How long ago were you broken up for that year? The fact that he was with someone else during that time is something you need to get out of your head. The two of you were broken up, and a year is a long time. It's natural that either of you would have had other partners. Being jealous or trying to compare your relationship with him to one that he might have had with her will just stifle your relationship now.

Have you talked to your BF about wanting to have some more romantic sexual experiences with him? Is there anything that you do to set the mood for when you are together? Perhaps playing the right kind of music, setting soft light, or having a romantic dinner beforehand would be helpful in that area. How's your relationship outside of the bedroom? Chances are if there's no romance outside, he's not going to be the one to bring it inside.

When you mention kissing, and using your tongue, I'm getting the impression that you are waiting for him to initiate things sexually. He uses his tongue, but you don't? Why is that? Tongues can be very erotic, and in some respects to play like you're mentioning, it's a "bad girl" effect. There's a difference between that and a romantic kissing session on the couch. Have you tried to initiate make out sessions?

You can always have a talk with BF about the things that you feel are missing in your relationship. If you do that, being outside of the bedroom is a good idea, as is using "I" statements instead of "You" statements or even "We" statements. Instead of saying "We never...." or "You should...", try "I miss....". Otherwise, it's like you're casting blame on him, and that will likely make him shut down and not really listen to what you're saying.

Let us know how things go.










iVillage Member
Registered: 12-12-2006
In reply to: katrina789
Mon, 09-10-2007 - 1:28pm

I agree! First of all, forget about what he did, who he did it with, and how he did it. You weren't with him at the time, and you have NO idea how he treated her....not your problem, not your business.

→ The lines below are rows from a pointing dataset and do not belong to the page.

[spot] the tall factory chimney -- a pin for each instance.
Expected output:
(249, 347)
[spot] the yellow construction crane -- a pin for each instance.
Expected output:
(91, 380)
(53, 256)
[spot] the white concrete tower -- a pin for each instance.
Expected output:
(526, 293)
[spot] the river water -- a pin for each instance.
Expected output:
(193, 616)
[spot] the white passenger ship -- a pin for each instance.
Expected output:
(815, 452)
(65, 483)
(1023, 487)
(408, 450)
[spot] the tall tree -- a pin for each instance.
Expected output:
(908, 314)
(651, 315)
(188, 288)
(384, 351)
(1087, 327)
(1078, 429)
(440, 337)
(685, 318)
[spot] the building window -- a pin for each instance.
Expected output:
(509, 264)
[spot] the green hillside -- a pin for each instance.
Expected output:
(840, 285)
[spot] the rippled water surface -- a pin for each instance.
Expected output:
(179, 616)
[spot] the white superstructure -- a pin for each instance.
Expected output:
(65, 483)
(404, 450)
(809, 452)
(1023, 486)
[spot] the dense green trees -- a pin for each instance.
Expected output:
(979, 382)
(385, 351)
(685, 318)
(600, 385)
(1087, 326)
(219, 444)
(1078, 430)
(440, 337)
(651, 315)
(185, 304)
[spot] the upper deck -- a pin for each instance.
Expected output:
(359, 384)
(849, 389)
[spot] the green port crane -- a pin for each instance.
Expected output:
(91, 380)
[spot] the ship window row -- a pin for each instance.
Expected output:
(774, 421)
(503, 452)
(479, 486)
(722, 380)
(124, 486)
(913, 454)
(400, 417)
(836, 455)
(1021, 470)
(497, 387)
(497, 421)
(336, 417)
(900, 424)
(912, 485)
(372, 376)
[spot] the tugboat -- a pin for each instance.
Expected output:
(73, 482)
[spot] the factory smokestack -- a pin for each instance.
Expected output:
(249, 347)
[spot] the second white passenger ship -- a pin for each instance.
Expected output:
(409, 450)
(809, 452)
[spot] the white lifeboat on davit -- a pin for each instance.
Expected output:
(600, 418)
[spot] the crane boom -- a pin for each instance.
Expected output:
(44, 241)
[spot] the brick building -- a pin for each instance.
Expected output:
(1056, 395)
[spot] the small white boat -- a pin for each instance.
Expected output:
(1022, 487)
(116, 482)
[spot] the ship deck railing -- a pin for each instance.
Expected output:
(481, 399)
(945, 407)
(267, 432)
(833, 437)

How he's treating YOU is your business. If you don't like these things, why not just tell him that you miss the "old times" and you're not really into all that porn stuff on a regular basis. If that hurts his feelings, then HE has a problem. If your b/f isn't interested in giving you pleasure, the way you'd like it.....then he doesn't care much about what you want, and it's all about him.

He does what he does. You say nothing. So, how is he supposed to know you don't like it? A perfect example of "people treat you the way you teach them to treat you". You don't tell him that you want something different, you won't GET anything different. You get what you ask for in life, and if you're afraid to ask, then accept what you're being given.

This business of worrying that you'll hurt someone's feelings is so ridiculous. Unless a person has a huge ego problem, their feelings aren't hurt when someone they love asks them to do something different. I'll bet if he wants something different, he tells you and he doesn't worry about you getting "hurt".

iVillage Member
Registered: 03-04-2007
In reply to: katrina789
Mon, 09-10-2007 - 4:27pm

Thanks for your replies and advice. First things first, yes I love using tongue but there's a differene between erotic tongue and porno tongue. Secondly things outside the bedroom are great and really romantic! He's always saying romantic things, perhaps it's the doing that could use some work.

Anyway I guess I'll just have to speak up. The other night I tried to just do regular but hot and romantic french kissing and it didn't quite work out because it soon turned to porno tongue again.

In case you missed it by porno tongue I mean both our tongues are clearly outside our mouths just waggling at each other. And yes I do it back because I'm not just doing to sit there and let him lick my face! It's hard to explain the difference between porno tongue and regular tongue kissing...

iVillage Member
Registered: 12-12-2006
In reply to: katrina789
Mon, 09-10-2007 - 11:22pm
Hon, I know what the difference is. And I don't blame you for not liking it....but it's up to you to tell HIM you don't like it! Obviously, he didn't get the "hint" you gave him.....so start talking.